Les évêques de Côte d'Ivoire appellent à des réformes électorales et mettent en garde contre les risques liés à l'IA
Cependant, les évêques ont mis en garde contre la nécessité d'une vigilance éthique face au progrès technologique.
Ils ont averti que la société doit aussi faire face à « les risques réels de manipulation, de domination culturelle, d'appauvrissement relationnel, de dépendance aux écrans, de confusion entre le vrai et le faux, de déshumanisation et d'exclusion sociale ».
Ces préoccupations surviennent alors que les technologies d'IA influencent de plus en plus la communication, la politique, l'éducation et le débat public en Afrique et dans le monde.
En soulignant à la fois les opportunités et les dangers de l'IA, les membres de la CECCI ont insisté sur la nécessité de garantir que le développement technologique serve l'humanité plutôt que de porter atteinte à la dignité humaine et aux relations sociales.
Solidarité avec les victimes des inondations
Dans leur communiqué du 31 mai, les évêques catholiques de Côte d'Ivoire ont exprimé leur « profonde proximité spirituelle et leur compassion à toutes les récentes victimes des inondations survenues en Côte d'Ivoire ».

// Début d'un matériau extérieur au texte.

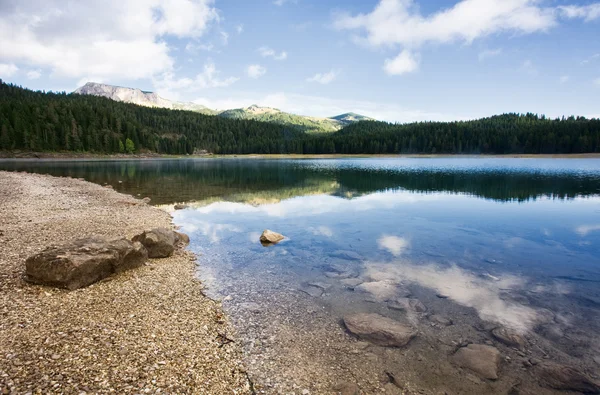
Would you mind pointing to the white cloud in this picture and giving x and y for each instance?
(405, 62)
(400, 22)
(324, 78)
(7, 70)
(34, 74)
(267, 52)
(588, 12)
(489, 53)
(395, 245)
(255, 71)
(113, 38)
(167, 85)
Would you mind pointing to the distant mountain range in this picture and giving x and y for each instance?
(254, 112)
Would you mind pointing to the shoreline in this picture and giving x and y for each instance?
(48, 156)
(147, 330)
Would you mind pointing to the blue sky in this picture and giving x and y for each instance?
(397, 60)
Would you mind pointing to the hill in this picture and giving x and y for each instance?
(254, 112)
(139, 97)
(267, 114)
(38, 121)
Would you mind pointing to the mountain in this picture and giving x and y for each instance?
(350, 117)
(254, 112)
(139, 97)
(299, 122)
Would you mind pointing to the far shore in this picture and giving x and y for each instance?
(146, 156)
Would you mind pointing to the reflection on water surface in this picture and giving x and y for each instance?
(499, 252)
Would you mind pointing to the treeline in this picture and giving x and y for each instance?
(38, 121)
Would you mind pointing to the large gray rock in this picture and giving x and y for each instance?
(270, 237)
(479, 358)
(509, 338)
(83, 262)
(566, 378)
(379, 329)
(160, 242)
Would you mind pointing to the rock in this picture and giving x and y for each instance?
(270, 237)
(379, 329)
(347, 255)
(438, 319)
(479, 358)
(346, 389)
(509, 338)
(84, 262)
(312, 290)
(406, 304)
(566, 378)
(159, 242)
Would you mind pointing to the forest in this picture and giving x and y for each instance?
(48, 121)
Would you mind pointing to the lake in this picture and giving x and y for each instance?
(498, 252)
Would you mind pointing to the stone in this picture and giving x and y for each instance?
(407, 304)
(479, 358)
(346, 255)
(159, 242)
(566, 378)
(379, 330)
(509, 338)
(438, 319)
(83, 262)
(270, 237)
(344, 388)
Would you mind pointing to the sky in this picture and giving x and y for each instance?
(394, 60)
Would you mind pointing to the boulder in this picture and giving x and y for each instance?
(347, 255)
(438, 319)
(479, 358)
(509, 338)
(379, 329)
(84, 262)
(566, 378)
(159, 242)
(407, 304)
(270, 237)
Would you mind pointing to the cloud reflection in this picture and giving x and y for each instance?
(395, 245)
(464, 288)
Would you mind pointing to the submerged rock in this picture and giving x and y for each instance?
(479, 358)
(407, 304)
(438, 319)
(160, 242)
(270, 237)
(509, 338)
(347, 255)
(84, 262)
(379, 329)
(566, 378)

Ils ont offert « leurs prières aux familles endeuillées, leur soutien aux victimes, et encouragé les autorités ainsi que les personnes de bonne volonté à poursuivre les efforts de solidarité en faveur des populations touchées ».
Dynamisme missionnaire de l'Église
Réfléchissant à la vie pastorale de l'Église, les évêques ont exprimé leur encouragement face aux progrès réalisés dans plusieurs secteurs de l'évangélisation.

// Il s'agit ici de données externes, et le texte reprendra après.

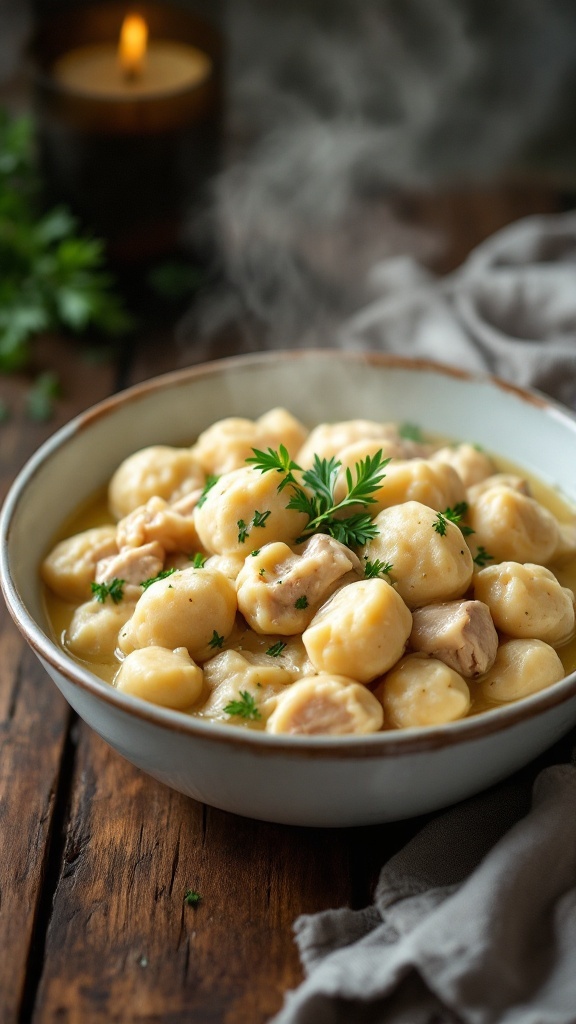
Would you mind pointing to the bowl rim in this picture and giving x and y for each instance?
(381, 744)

Ils ont appelé à « la poursuite de la réforme catéchétique et à l'intégration des outils numériques », ainsi qu'à « l'uniformisation des pratiques liturgiques dans tous les diocèses ».
Les membres de la CECCI ont également souligné l'importance du « renforcement de la pastorale des jeunes, des familles, des migrants et des personnes vulnérables », d'une meilleure collaboration entre les groupes ecclésiaux, et du « développement des médias catholiques pour une évangélisation plus efficace ».
Espoir, unité et développement centré sur l'humain
Au-delà de la politique et de la technologie, les membres de la CECCI ont réfléchi aux défis auxquels le pays est confronté, notamment la réconciliation, la cohésion sociale et le développement humain.
Ils ont noté que la Côte d'Ivoire continue d'aspirer à « la paix, la véritable réconciliation et le développement humain intégral ».
Les évêques ont insisté sur le fait que les réformes et les innovations doivent ultimement contribuer à l'unité nationale et au bien-être de tous les citoyens.
Ils espèrent que l'Église et l'État pourront travailler ensemble pour bâtir « une terre d'espérance, de justice, de paix, de fraternité et de cohésion sociale ».
Les responsables de l'Église catholique ont insisté sur le fait que ni les réformes politiques ni les avancées technologiques ne doivent perdre de vue ce qu'ils ont décrit comme l'objectif ultime : « le bonheur complet du peuple et de tous les peuples ».